SQLite4: Introduction For Programmers

1.0 Overview

This document provides a broad overview of the Application Programming Interface (API) for SQLite4. If you are new to SQLite and are wondering how to write a program that uses SQLite or how to incorporate SQLite into your existing program, this document is a good starting point.

2.0 Implementation Language

SQLite is written in ANSI-C. The C programming language is used because it is the universal assembly language - it can run on just about any hardware and on just about any operating system. No matter what programming language is used for the application code, it can usually interface easily with a library written in C.
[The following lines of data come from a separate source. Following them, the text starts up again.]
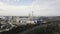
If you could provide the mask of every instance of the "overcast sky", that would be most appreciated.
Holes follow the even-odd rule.
[[[60,16],[60,0],[0,0],[0,15]]]

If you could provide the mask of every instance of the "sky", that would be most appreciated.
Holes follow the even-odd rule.
[[[3,16],[60,16],[60,0],[0,0]]]

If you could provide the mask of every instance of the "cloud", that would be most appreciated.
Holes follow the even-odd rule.
[[[35,0],[30,5],[11,5],[0,2],[0,15],[60,16],[60,0]]]

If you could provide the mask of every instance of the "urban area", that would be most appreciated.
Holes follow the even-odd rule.
[[[0,16],[0,34],[60,34],[60,16]]]

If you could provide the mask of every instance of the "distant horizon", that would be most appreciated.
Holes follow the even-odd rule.
[[[60,0],[0,0],[0,15],[60,16]]]

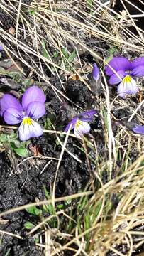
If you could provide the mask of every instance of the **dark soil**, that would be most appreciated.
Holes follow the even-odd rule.
[[[23,2],[29,4],[31,1],[26,0],[23,1]],[[11,26],[16,26],[14,14],[10,15],[3,10],[0,10],[0,20],[2,21],[1,28],[5,31],[8,31]],[[21,35],[18,35],[18,37],[20,38]],[[11,47],[11,46],[8,45],[7,42],[4,43],[6,46]],[[31,46],[31,41],[28,42],[28,43]],[[14,46],[13,46],[13,47]],[[16,50],[16,48],[13,48]],[[26,57],[23,51],[21,51],[21,54],[23,55],[23,58]],[[89,55],[89,54],[87,55],[87,53],[84,53],[81,57],[85,61],[87,60],[89,61],[90,60],[92,63],[94,62],[92,56]],[[4,53],[2,58],[5,58]],[[28,57],[26,56],[26,58],[28,58],[27,61],[31,64]],[[38,58],[35,57],[35,62],[38,60]],[[48,75],[50,75],[50,72],[48,71],[44,63],[42,63],[42,65],[43,65],[45,73],[48,74]],[[23,69],[26,73],[29,73],[30,70],[27,67],[23,66]],[[35,74],[33,74],[33,78],[35,80],[38,80]],[[70,103],[65,98],[62,98],[62,97],[61,97],[62,100],[62,103],[61,103],[58,100],[55,92],[50,87],[48,87],[45,90],[47,95],[47,113],[45,117],[41,118],[40,122],[42,125],[44,125],[46,118],[51,118],[52,115],[53,124],[55,129],[63,131],[65,127],[72,117],[80,112],[80,110],[76,107],[75,105],[79,105],[84,110],[87,110],[97,108],[99,101],[94,93],[92,94],[89,92],[81,81],[73,80],[66,81],[62,76],[61,80],[63,82],[65,92],[63,91],[63,88],[57,78],[52,78],[51,84],[65,93],[73,103]],[[45,87],[44,89],[45,90]],[[114,90],[114,89],[112,90]],[[18,92],[19,90],[21,90],[20,86],[18,85],[16,91]],[[102,92],[101,96],[105,100]],[[128,100],[128,104],[132,107],[135,108],[135,101],[137,100],[131,98]],[[113,114],[116,119],[119,120],[124,119],[126,122],[131,114],[128,107],[128,110],[123,109],[121,111],[117,110],[116,108],[113,110]],[[99,109],[97,110],[99,111]],[[137,119],[134,121],[136,122]],[[1,122],[2,122],[1,119]],[[115,124],[115,122],[116,120],[113,119],[113,132],[116,133],[117,126]],[[105,155],[106,159],[108,152],[105,149],[102,120],[99,114],[95,117],[92,124],[91,134],[96,139],[97,151],[99,158]],[[63,141],[62,137],[60,137],[60,138]],[[123,141],[121,142],[121,143],[125,145],[126,142]],[[77,147],[74,146],[75,144]],[[58,144],[56,140],[55,135],[49,134],[31,139],[29,149],[31,149],[31,146],[36,146],[42,156],[57,159],[59,159],[62,150],[61,146]],[[74,155],[77,156],[82,161],[82,164],[79,164],[67,153],[65,152],[56,181],[56,197],[77,193],[84,188],[89,181],[90,174],[88,171],[85,154],[80,150],[82,144],[79,140],[74,138],[68,139],[67,149]],[[88,151],[94,159],[95,152],[91,149],[88,149]],[[133,161],[139,154],[135,146],[133,147],[131,154],[131,161]],[[33,153],[31,154],[33,155]],[[10,156],[9,151],[0,154],[0,212],[31,202],[35,202],[35,198],[38,198],[40,201],[44,200],[45,198],[44,187],[46,188],[48,191],[50,191],[50,188],[55,176],[57,161],[52,160],[43,171],[42,170],[49,160],[40,159],[36,160],[31,159],[22,163],[18,168],[16,168],[15,166],[17,166],[20,161],[21,159],[17,156]],[[119,168],[119,166],[121,166],[121,163],[118,163],[118,167]],[[92,169],[94,168],[92,163],[91,163],[91,167]],[[113,170],[113,177],[115,175],[115,171]],[[102,180],[104,183],[107,182],[108,177],[106,173],[103,174]],[[6,220],[6,223],[2,222],[2,220]],[[38,223],[38,219],[35,219],[33,215],[31,215],[26,210],[9,214],[3,218],[1,222],[0,220],[0,230],[19,235],[23,238],[21,240],[13,238],[12,235],[4,235],[1,242],[0,255],[6,255],[9,250],[9,255],[10,256],[22,256],[24,255],[30,256],[43,255],[42,250],[35,247],[34,240],[26,235],[27,232],[26,228],[24,228],[24,223],[28,220],[32,221],[34,224]],[[67,254],[65,255],[68,255],[67,252]],[[70,255],[72,255],[71,252],[70,252]],[[111,255],[112,254],[111,254]],[[135,255],[135,254],[133,254],[133,255]]]

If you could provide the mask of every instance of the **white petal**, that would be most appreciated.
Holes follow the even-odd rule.
[[[31,137],[37,137],[43,134],[43,130],[39,124],[30,117],[25,117],[18,129],[19,138],[22,141]]]
[[[75,124],[74,133],[77,137],[82,137],[84,134],[87,134],[90,131],[90,125],[84,121],[78,119]]]
[[[126,95],[135,94],[138,92],[136,81],[130,75],[126,75],[118,86],[118,94],[120,97],[125,97]]]

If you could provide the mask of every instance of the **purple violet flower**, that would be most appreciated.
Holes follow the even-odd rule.
[[[92,69],[92,78],[97,81],[99,78],[100,73],[99,69],[96,63],[94,63],[93,65],[93,69]]]
[[[3,48],[3,46],[0,44],[0,51],[3,50],[4,48]]]
[[[135,125],[132,130],[135,133],[144,135],[144,125]]]
[[[76,136],[81,137],[84,134],[89,133],[91,127],[88,122],[92,121],[93,116],[96,113],[96,110],[91,110],[79,114],[70,122],[65,129],[65,132],[67,132],[72,124],[71,129],[74,129]]]
[[[45,113],[45,95],[38,86],[29,87],[23,93],[21,104],[14,97],[5,94],[0,99],[0,114],[8,124],[17,124],[21,141],[42,135],[43,130],[35,121]]]
[[[118,85],[118,94],[125,97],[127,94],[135,94],[139,89],[133,77],[144,76],[144,57],[133,61],[125,57],[113,57],[105,66],[106,74],[110,76],[109,84]],[[113,68],[115,73],[112,70]]]

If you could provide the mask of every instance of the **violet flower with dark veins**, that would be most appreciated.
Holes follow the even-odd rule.
[[[93,65],[93,69],[92,69],[92,78],[97,81],[99,79],[100,77],[100,73],[99,69],[96,63],[94,63]]]
[[[135,125],[132,130],[137,134],[144,135],[144,125]]]
[[[95,110],[86,111],[74,117],[65,129],[65,132],[67,132],[70,125],[71,129],[74,129],[74,134],[81,137],[84,134],[87,134],[90,131],[90,125],[88,122],[92,122],[94,115],[96,113]]]
[[[3,50],[4,48],[3,48],[3,46],[0,44],[0,51]]]
[[[125,57],[113,57],[108,64],[110,67],[106,65],[105,72],[110,76],[109,84],[119,84],[117,91],[120,97],[125,97],[126,95],[135,94],[139,91],[133,78],[144,76],[144,57],[138,58],[133,61]]]
[[[26,90],[21,104],[14,96],[9,94],[5,94],[0,99],[0,114],[6,123],[13,125],[21,122],[18,128],[21,141],[42,135],[42,128],[34,119],[45,114],[45,99],[43,91],[36,85]]]

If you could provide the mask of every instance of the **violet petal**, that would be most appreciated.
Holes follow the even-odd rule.
[[[17,124],[22,121],[23,114],[17,109],[9,107],[4,113],[4,119],[8,124]]]
[[[69,130],[69,128],[70,127],[70,125],[72,124],[71,127],[71,129],[74,129],[74,126],[75,126],[75,123],[77,122],[77,120],[78,119],[78,117],[74,117],[67,124],[67,126],[65,127],[64,132],[67,132]]]
[[[75,124],[74,134],[76,136],[81,137],[83,134],[89,133],[90,129],[90,125],[87,122],[78,119]]]
[[[117,74],[118,75],[116,75],[116,74],[111,75],[109,79],[110,85],[117,85],[118,83],[121,82],[121,80],[120,79],[120,78],[123,78],[126,75],[123,70],[117,71]],[[118,76],[120,78],[118,78]]]
[[[94,63],[93,65],[93,69],[92,69],[92,78],[95,80],[98,80],[99,78],[100,74],[99,74],[99,69],[96,63]]]
[[[43,134],[43,130],[40,124],[29,117],[24,117],[18,128],[19,138],[21,141],[26,141],[31,137],[38,137]]]
[[[126,75],[117,87],[118,94],[122,97],[126,95],[135,94],[138,90],[136,81],[130,75]]]
[[[136,77],[142,77],[144,76],[144,65],[139,65],[133,68],[131,72],[131,75],[136,76]]]
[[[115,71],[131,70],[131,63],[125,57],[113,57],[108,64]],[[107,75],[111,75],[114,73],[111,68],[107,65],[105,66],[105,72]]]
[[[139,65],[144,65],[144,57],[139,57],[133,60],[131,63],[132,70],[135,68],[138,67]]]
[[[45,104],[33,102],[30,103],[26,110],[26,115],[30,117],[33,119],[39,119],[45,114]]]
[[[36,85],[33,85],[26,90],[22,97],[22,106],[26,110],[28,105],[33,102],[45,103],[46,100],[43,90]]]
[[[132,130],[138,134],[144,134],[144,125],[136,125]]]
[[[5,94],[3,97],[0,99],[1,115],[3,115],[4,112],[9,107],[23,111],[20,102],[15,97],[9,94]]]
[[[92,118],[93,117],[93,116],[96,114],[97,111],[95,110],[87,110],[83,113],[80,113],[79,114],[78,117],[79,118],[81,119],[81,117],[84,117],[84,118]]]

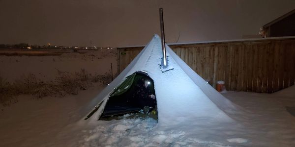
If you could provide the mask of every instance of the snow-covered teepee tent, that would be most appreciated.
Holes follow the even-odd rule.
[[[167,45],[166,48],[168,66],[165,69],[161,67],[161,39],[154,35],[125,70],[90,102],[87,107],[92,109],[87,118],[99,119],[114,88],[128,76],[144,71],[153,80],[159,124],[172,124],[181,120],[204,118],[233,121],[227,112],[238,109],[236,106],[208,84]]]

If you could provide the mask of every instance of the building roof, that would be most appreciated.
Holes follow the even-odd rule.
[[[272,24],[275,24],[275,23],[277,23],[277,22],[281,21],[281,20],[282,20],[282,19],[284,19],[284,18],[286,18],[286,17],[290,16],[290,15],[292,15],[292,14],[293,14],[294,13],[295,13],[295,9],[294,9],[293,10],[292,10],[292,11],[290,11],[290,12],[288,12],[288,13],[286,13],[286,14],[285,14],[281,16],[281,17],[277,18],[276,19],[275,19],[275,20],[273,20],[273,21],[271,21],[271,22],[270,22],[266,24],[265,24],[265,25],[263,26],[263,27],[265,28],[265,27],[268,27],[268,26],[271,25]]]

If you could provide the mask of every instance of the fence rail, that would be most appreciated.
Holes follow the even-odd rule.
[[[295,38],[169,46],[214,87],[223,80],[228,90],[271,93],[295,82]],[[118,73],[143,48],[117,48]]]

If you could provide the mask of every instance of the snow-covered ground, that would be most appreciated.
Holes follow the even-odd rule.
[[[32,99],[2,107],[0,147],[294,147],[295,117],[285,106],[295,106],[295,86],[277,94],[229,91],[224,95],[254,117],[241,123],[206,123],[191,127],[160,127],[152,119],[89,122],[79,121],[81,106],[97,95],[96,86],[77,96]],[[290,93],[291,91],[292,93]],[[282,95],[285,95],[282,96]],[[125,116],[126,118],[127,116]],[[177,118],[176,118],[177,119]],[[189,127],[187,127],[189,126]]]
[[[116,59],[114,57],[94,58],[94,62],[89,58],[83,58],[84,56],[73,58],[77,58],[77,55],[73,56],[73,54],[64,55],[63,58],[59,57],[61,60],[56,59],[54,61],[53,57],[46,57],[44,59],[48,58],[48,61],[42,59],[42,62],[38,60],[40,60],[40,57],[36,57],[35,62],[31,62],[37,67],[47,66],[48,71],[46,68],[31,68],[30,72],[42,73],[46,77],[54,77],[52,71],[59,65],[61,69],[69,72],[86,66],[88,68],[86,70],[90,73],[104,73],[109,69],[109,65],[105,65],[106,62]],[[14,70],[10,69],[8,66],[4,67],[5,71],[16,71],[18,73],[19,75],[11,74],[11,80],[20,75],[21,70],[18,71],[20,69],[17,67],[28,65],[19,63],[25,62],[23,61],[29,62],[31,59],[32,59],[31,57],[1,57],[3,61],[2,63],[4,63],[6,61],[12,62],[16,59],[14,58],[17,58],[19,61],[9,64]],[[60,61],[57,64],[57,61]],[[77,67],[69,66],[73,63]],[[93,67],[99,70],[93,69]],[[0,72],[0,74],[6,73],[3,76],[9,77],[9,73],[3,73],[2,70]],[[232,115],[236,121],[235,122],[215,122],[214,120],[200,117],[182,120],[181,125],[167,126],[160,126],[156,120],[151,118],[129,119],[128,115],[120,120],[110,121],[81,120],[86,115],[81,113],[83,106],[104,88],[96,84],[87,90],[80,91],[78,95],[64,98],[34,99],[30,96],[20,96],[18,102],[10,106],[0,106],[0,147],[295,146],[295,117],[289,114],[285,107],[295,107],[294,86],[272,94],[231,91],[223,93],[224,96],[245,110],[243,114]],[[236,117],[237,115],[238,117]],[[185,119],[174,119],[176,122]]]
SQLite is written in an Object-Oriented (OO) style. This may comes as a surprise to readers who have been trained to think that C++ is necessary for OO programming. While it is true that C++ has lots of syntactic sugar designed to make OO-style programming easier, there is nothing missing from generic ANSI-C that disqualifies it from using OO ideas and practices.

In this document, there will be much talk of "objects", which are implemented as ordinary C structures, of course. There is also talk of "methods" which are really just procedures which take a pointer to the object as their first parameter. SQLite also uses object inheritance, though inheritance is only used in fringe areas of the API that do not fall within the scope of this document.

3.0 Principal Objects

Here are four object classes that every programmer who uses SQLite4 needs to be aware of:

sqlite4_mm - A memory allocator
sqlite4_env - A run-time environment
sqlite4 - A database connection
sqlite4_stmt - A prepared statement

The most important of these are the latter two, the database connection and prepared statement objects. SQLite4 provides default instances of a memory allocator and run-time environment which are adequate for most system programming tasks.

3.1 The Memory Allocator Object

A memory allocator object is used to allocate and deallocate bulk memory. SQLite4 supplies a default memory allocator object (obtained by calling the sqlite4_mm_default() function) which is just a wrapper around the system malloc()/realloc()/free() routines. Most applications will get along fine using just this default. But for applications with more advanced needs, other memory allocator objects are available, including:

Memory allocators that use fixed pool of memory (provided at start time) rather than the heap.

Meta-memory allocators that use one memory allocator first but then fail-over to a second one if the first one runs out of memory or is otherwise unable to satisfy an allocation.

Memory allocators operating out of a fixed pool of memory and that provide robust guarantees against memory fragmentation.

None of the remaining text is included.